Each chapter begins with a quote. The book divides his reflections, key lessons he has learned and advice or how to apply it for others. The beginning is interspersed with excerpts from his mother’s blog during a time for when his recollection or recall may not be as vivid. It is definitely interesting to read his thoughts now on what his mother said then. At end of each chapter he provides questions for individuals with a disability to think about what they have read and apply to their own circumstances, as well as questions for parents and caregivers.
The central theme of the book is finding something that gives you affirmation and confidence in who you are.
Kenny is very candid and shares personal struggles he has had with others, his family and within himself. His vulnerability in opening up will provide acknowledgement for others with disabilities that there can be a way, like him, to find affirmation of who you are and your inherent worth. He does acknowledge that every individual is unique, as are their circumstances, so he understands that not everyone will have the same path or opportunities, but he hopes that by sharing his journey it will help others in their own. Individuals with FASD have been told for so long what they can’t do, or because of the ‘invisibility’ of the disability or scattered profile, the expectations on them are unrealistic. Kenny wants to help individuals to accept the disability but not let it stop them from discovering who they can be.
A strong message in the book is interdependence. He encourages individuals to seek out and accept help. And when you struggle to grab hold of hope, he tells us to lean on the hope of others.

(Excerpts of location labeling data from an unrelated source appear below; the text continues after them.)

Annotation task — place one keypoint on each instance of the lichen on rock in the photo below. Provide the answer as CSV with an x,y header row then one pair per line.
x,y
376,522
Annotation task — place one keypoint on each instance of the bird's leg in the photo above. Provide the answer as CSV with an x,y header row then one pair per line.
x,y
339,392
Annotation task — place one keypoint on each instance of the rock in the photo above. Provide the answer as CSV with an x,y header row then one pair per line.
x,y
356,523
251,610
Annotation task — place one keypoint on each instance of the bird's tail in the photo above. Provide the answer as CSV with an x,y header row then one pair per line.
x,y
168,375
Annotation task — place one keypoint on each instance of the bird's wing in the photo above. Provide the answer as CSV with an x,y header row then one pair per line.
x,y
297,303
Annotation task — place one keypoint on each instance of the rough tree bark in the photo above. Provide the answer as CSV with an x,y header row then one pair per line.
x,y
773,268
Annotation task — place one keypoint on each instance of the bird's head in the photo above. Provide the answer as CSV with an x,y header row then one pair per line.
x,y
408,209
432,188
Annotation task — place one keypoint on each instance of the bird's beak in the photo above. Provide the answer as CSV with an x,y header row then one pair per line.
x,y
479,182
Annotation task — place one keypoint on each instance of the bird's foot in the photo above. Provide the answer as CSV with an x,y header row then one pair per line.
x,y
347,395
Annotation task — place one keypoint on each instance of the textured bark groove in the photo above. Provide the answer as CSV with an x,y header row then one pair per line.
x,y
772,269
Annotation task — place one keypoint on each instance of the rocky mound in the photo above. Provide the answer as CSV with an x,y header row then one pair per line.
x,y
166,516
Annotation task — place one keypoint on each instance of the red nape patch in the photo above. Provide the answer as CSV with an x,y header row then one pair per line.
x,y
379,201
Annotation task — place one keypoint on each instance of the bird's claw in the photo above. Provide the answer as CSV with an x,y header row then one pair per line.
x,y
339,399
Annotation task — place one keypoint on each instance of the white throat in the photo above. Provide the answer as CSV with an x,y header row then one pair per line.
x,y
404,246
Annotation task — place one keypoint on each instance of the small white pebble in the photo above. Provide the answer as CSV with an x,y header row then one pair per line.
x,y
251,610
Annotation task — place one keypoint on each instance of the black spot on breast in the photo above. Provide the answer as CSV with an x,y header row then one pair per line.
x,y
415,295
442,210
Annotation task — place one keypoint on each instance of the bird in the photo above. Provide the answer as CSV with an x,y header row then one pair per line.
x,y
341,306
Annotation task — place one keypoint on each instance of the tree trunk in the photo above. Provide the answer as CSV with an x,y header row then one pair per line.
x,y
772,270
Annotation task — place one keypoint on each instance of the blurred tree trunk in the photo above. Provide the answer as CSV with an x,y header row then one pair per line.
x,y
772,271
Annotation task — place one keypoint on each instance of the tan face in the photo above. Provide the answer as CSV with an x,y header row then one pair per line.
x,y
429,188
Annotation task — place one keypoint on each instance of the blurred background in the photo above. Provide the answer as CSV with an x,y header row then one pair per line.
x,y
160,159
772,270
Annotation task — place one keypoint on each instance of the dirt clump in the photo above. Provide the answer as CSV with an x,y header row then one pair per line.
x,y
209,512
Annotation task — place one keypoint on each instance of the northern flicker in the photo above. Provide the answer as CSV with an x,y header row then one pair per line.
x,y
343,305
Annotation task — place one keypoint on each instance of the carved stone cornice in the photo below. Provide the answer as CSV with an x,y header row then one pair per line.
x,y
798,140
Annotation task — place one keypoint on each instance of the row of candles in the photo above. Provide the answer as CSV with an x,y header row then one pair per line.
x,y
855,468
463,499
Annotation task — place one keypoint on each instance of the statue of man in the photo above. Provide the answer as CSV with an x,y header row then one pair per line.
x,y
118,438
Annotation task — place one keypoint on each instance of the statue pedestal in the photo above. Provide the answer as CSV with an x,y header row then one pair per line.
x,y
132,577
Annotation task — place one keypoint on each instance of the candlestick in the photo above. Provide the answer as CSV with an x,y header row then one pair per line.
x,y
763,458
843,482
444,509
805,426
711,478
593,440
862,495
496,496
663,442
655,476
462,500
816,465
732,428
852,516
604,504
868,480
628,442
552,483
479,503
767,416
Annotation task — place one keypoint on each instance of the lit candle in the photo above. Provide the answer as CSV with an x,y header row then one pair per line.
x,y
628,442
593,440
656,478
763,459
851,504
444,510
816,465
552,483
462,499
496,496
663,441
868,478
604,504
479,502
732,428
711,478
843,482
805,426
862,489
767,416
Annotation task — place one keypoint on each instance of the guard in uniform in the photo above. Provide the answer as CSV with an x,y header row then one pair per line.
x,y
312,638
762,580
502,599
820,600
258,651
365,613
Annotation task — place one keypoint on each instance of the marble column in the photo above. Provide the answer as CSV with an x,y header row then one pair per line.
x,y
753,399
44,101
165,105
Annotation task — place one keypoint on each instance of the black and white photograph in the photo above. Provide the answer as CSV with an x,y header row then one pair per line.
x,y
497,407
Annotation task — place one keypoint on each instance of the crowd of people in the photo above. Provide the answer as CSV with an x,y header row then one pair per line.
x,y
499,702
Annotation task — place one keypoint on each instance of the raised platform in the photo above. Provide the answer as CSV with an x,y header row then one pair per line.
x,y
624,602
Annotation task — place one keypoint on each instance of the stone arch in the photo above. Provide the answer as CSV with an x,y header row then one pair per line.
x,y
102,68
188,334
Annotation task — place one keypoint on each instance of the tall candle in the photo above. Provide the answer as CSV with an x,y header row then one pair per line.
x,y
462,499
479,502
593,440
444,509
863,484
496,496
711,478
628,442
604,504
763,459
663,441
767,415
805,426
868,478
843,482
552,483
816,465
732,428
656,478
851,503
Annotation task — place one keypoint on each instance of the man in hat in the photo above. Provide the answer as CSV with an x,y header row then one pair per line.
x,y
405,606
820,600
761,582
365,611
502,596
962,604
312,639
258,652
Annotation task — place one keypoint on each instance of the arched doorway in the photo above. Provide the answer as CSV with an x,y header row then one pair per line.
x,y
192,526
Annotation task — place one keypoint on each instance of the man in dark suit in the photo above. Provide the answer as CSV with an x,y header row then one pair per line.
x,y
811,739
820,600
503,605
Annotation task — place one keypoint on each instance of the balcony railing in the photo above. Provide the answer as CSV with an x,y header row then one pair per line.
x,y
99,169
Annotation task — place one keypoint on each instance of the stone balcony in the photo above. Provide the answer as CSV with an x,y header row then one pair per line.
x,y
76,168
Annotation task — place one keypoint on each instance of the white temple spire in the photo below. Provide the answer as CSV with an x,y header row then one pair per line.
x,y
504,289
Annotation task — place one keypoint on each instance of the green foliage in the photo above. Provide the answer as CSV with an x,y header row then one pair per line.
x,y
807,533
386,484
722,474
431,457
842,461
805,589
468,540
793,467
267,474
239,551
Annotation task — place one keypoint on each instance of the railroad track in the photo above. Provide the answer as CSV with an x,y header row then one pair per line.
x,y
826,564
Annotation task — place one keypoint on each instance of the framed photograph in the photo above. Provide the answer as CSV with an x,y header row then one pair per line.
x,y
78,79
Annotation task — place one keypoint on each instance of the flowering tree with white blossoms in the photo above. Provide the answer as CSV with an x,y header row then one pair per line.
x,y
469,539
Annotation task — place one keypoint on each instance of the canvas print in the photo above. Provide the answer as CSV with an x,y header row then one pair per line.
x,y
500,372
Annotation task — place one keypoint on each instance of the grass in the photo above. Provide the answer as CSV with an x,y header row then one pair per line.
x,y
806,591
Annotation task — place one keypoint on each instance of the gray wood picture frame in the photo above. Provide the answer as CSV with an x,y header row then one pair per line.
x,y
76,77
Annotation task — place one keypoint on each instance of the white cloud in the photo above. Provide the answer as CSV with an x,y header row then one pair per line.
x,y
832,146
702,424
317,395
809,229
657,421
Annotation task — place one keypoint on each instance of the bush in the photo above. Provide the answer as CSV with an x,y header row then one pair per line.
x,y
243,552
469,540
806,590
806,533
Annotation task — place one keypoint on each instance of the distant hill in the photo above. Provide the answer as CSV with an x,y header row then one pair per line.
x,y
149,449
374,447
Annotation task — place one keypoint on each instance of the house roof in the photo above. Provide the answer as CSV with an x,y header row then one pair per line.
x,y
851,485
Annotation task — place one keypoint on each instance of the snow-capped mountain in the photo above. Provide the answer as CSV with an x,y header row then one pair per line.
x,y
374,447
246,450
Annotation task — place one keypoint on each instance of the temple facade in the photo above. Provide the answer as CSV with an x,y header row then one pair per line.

What I like about the book (besides the obvious glimpse into his world) is he does have a realistic view of life. He says, “Too often we are told that the only limits in life are those that we place on ourselves. We are sold the message that we can do anything if we put in the work. Well, I can’t work harder and overcome my disabilities, and this false message only makes me feel like I am either not working hard enough or that there is something wrong with me. We all have limits and that is okay. Know your limits and hone your skills. We can’t work against our brains or disabilities, but we can work with them and around them. There is no overcoming, but small progress made here and there can make all the difference.”
The book is only 135 pages and divided into 12 chapters, so it is not overwhelming. Kenny is 23 years old so his life experience will be relatable to older teens and young adults. I have left it for my daughter to read, so when she does I will update this post with her thoughts.
I definitely recommend Its OK To Be You. It gives a glimpse into the life of one individual with FASD and provides some concrete ideas, tools and ideas to consider – whether they have FASD, another disability or not. He has appeared on a couple podcasts and is an engaging young man. If you are interested in hearing from him, check out: Episode 146 FASD Hope Podcast and Episode 127 The FASD Success Show.